BUILDING MODEL SPOKED WHEELS


| January/February 1983



# Picture 01

1001 Parcus Road, S.E. Huntsville, Alabama 35803

Fourteen years ago I made a decision to move up from ordinary workshop puttering to the realm of building a highly detailed and very challenging model of an Aultman and Taylor thresher where all features were as detailed and as accurate as I could possibly make them. This included having all operable elements work such as the feeder, elevators and straw racks, etc. Little did I realize at the time how much research and planning went into the building of such a model. The fabrication of such elements as cranks, pulleys and wheels each presented their own problems. In writing this article, I propose to share some of the techniques I have developed in this case, the construction of a model of a typical agricultural machine spoked wheel.

A spoked wheel may seem at first to be a simple item, however, rest assured, to make a small, strong spoked model wheel is not as simple as it may seem. While other model makers may have their own techniques, such as welding, casting or carving from solid stock, I feel that my procedure is easier and has something to offer the model maker.

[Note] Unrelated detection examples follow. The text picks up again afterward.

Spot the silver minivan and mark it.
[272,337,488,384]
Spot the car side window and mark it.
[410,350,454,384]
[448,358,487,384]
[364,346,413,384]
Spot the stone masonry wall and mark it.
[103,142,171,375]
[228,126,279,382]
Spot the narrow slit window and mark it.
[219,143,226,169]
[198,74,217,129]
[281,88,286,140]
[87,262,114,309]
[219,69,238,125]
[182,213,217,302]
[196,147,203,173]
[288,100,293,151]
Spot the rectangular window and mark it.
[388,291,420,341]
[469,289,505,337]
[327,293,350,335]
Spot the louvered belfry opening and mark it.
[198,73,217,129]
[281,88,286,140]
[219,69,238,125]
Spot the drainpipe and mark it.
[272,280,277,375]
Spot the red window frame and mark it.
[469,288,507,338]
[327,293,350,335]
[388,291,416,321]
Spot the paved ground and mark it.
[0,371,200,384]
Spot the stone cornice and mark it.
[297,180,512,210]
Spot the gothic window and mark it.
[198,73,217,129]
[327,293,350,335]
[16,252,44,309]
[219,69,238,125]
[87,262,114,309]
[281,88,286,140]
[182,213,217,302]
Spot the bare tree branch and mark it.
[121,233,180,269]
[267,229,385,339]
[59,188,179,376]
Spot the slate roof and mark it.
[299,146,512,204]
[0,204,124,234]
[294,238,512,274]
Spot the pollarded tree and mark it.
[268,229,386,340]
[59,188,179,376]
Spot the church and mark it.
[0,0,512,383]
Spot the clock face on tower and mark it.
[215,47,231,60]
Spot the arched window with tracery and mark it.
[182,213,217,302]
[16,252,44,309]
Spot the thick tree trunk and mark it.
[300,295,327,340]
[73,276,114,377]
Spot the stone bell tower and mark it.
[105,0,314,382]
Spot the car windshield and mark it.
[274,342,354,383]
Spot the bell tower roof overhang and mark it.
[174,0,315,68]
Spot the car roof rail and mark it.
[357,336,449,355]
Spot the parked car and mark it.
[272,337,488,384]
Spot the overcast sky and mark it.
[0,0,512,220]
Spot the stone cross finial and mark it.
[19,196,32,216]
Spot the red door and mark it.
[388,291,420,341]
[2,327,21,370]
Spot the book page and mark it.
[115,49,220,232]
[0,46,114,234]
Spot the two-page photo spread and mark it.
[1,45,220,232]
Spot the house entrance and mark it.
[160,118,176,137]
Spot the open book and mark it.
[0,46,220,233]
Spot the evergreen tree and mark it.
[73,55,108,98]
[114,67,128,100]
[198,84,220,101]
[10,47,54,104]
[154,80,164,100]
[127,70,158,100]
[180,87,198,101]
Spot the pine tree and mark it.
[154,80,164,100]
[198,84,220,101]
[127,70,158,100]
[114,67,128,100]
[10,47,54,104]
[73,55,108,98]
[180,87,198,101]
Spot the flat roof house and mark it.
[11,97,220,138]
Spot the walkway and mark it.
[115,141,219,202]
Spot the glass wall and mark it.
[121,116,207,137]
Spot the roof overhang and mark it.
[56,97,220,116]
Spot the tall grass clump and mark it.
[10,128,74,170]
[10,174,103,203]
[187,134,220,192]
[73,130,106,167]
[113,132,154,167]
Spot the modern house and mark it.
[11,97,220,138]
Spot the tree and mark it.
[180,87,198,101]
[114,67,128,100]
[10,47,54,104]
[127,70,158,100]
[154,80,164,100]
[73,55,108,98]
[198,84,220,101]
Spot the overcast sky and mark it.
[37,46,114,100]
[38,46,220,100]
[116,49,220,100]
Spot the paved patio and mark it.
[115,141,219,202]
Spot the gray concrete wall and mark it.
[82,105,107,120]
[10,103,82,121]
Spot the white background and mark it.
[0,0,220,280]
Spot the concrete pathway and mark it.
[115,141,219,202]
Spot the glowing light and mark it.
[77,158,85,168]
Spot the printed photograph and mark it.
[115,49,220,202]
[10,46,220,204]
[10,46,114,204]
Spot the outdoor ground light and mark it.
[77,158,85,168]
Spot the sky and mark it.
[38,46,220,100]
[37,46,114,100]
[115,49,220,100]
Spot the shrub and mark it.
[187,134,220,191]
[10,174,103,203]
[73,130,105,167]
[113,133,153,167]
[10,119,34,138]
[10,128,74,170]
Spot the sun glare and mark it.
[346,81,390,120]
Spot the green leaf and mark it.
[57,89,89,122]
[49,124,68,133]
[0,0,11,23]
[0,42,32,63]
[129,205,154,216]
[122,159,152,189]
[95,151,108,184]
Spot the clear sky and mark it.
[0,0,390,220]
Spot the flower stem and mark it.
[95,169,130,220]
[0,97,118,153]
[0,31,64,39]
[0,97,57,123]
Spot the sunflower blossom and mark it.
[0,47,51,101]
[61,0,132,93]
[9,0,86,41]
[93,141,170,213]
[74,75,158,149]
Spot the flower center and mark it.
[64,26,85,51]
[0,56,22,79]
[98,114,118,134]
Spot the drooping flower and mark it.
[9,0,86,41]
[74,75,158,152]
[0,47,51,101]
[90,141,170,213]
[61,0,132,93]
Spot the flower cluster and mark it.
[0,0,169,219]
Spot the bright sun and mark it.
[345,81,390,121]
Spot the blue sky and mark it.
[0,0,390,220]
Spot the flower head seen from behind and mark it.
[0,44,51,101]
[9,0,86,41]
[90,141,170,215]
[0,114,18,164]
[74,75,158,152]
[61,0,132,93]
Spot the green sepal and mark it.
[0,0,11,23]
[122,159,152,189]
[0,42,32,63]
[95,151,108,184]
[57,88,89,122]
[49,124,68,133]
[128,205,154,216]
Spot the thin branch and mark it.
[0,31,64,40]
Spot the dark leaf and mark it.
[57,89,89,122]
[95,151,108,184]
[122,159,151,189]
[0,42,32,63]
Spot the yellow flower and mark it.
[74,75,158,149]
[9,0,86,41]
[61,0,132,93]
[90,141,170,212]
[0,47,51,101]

In essence, my procedure is to cut and shape rims from an appropriate sized steel pipe stock, make up spokes in the form of long, slender screws, and shape, drill and tap hubs and assemble the wheels on a jig and grind them to give final shape and dimensions.

I admit that I have the benefit of a South Bend Model 10-K lathe with accessories that facilitates the procedures I use, however, a resourceful craftsman can improvise using jigs and simple tools such as an electric drill to accomplish the same end. Where there is a will there is a way.

The wheels that I needed were six inches in diameter, flat rimmed, with two rows of eight straight spokes and a hub which is illustrated by the accompanying photo and drawings.